Louis Sahagún, Los Angeles Times on

Published in Science & Technology News

LOS ANGELES — Federal offices were flooded with applications to place solar mirrors across the arid flatlands of southeastern California, but Sen. Dianne Feinstein was not going to let that stop her from protecting the heart of the Mojave Desert from development.

Some of those projects were headed toward fruition when Feinstein in 2009 announced plans to introduce bills to establish national monuments on roughly 1 million acres of public lands that are home to bighorn sheep, desert tortoises, extinct volcanoes, sand dunes and ancient petroglyphs.

Her campaign to create the monuments amid the unfolding desert land rush turned out to be a lengthy one, held up for years by conflicts among environmentalists, off-roaders, hunters and renewable energy interests.

Ultimately, she prevailed.
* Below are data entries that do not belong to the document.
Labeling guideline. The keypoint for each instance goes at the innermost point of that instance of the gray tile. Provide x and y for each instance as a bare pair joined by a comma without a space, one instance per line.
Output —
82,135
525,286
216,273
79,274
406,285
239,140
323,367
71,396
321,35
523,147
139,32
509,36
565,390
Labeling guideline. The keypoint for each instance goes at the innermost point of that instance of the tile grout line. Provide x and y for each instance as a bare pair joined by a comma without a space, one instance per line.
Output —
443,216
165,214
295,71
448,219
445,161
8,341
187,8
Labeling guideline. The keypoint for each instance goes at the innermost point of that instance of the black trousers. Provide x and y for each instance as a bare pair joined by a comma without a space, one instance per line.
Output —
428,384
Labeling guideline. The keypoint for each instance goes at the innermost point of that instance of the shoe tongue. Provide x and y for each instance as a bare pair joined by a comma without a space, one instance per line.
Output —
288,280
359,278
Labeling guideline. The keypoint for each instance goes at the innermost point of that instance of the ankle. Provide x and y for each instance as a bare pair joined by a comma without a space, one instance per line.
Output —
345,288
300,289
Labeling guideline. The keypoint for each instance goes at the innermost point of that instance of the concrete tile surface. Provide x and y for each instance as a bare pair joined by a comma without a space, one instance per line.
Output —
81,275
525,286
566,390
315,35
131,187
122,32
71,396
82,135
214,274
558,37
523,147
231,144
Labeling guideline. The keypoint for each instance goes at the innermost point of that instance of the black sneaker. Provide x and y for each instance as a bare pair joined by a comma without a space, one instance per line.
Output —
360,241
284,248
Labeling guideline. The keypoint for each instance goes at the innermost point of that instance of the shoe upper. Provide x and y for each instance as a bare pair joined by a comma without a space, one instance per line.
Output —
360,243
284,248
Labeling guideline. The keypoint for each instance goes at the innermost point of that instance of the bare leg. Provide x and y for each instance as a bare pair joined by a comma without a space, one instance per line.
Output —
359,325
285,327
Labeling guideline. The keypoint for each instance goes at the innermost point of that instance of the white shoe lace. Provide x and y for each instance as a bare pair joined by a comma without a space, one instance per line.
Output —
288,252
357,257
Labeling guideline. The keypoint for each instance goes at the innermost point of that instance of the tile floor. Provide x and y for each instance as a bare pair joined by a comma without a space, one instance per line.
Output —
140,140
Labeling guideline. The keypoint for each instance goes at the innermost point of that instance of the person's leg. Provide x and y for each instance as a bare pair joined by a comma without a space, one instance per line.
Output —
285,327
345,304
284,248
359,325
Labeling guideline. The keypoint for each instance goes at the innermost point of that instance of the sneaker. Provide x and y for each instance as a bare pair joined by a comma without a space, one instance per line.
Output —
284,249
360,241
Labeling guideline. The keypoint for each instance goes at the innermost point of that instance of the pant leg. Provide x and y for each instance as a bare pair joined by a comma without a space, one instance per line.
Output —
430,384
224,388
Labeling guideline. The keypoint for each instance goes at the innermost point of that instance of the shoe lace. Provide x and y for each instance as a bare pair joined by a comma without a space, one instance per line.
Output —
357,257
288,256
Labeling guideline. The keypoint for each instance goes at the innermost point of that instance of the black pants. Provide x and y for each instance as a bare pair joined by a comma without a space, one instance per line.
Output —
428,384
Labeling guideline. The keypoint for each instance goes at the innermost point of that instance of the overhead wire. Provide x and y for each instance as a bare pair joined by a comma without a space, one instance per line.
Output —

President Barack Obama in 2016 designated three new national monuments in the California desert, expanding protection to 1.8 million acres of Mojave Desert landscape.

“Sen. Feinstein had a passion for the Mojave Desert — and everything in it,” said David Myers, president of the Wildlands Conservancy and a longtime friend of Feinstein, who died on Friday. “It stirred her soul: the wildlife, the sand dunes, the wind, the people who worked the land — the old California romance with backcountry roads of adventure and enchantment.”

“I visited the Mojave several times with Sen. Feinstein and her husband,” he recalled. “She was comfortable there. Wore no makeup. Absorbed the wonders of it all.

 

“She was a defender of the California desert like no other.”

Obama’s designation of the monuments was requested by Feinstein, who for a decade had sought to protect land that wasn’t included in the 1994 California Desert Protection Act. That measure, which she authored, covered nearly 7.8 million acres, elevated Death Valley and Joshua Tree to national park status, and created Mojave National Preserve.

Feinstein had initially asked Obama in 2014 to use his authority to create the protected zones, without approval of Congress, to break a logjam of interests that had stalled her previous bills.

Her effort came on the heels of Obama’s designation earlier that year of much of Angeles National Forest as a national monument. Rep. Judy Chu, D-Monterey Park, had urged Obama to act after Congress appeared unwilling to approve her legislation to create a national recreation area to address problems in the San Gabriel Mountains.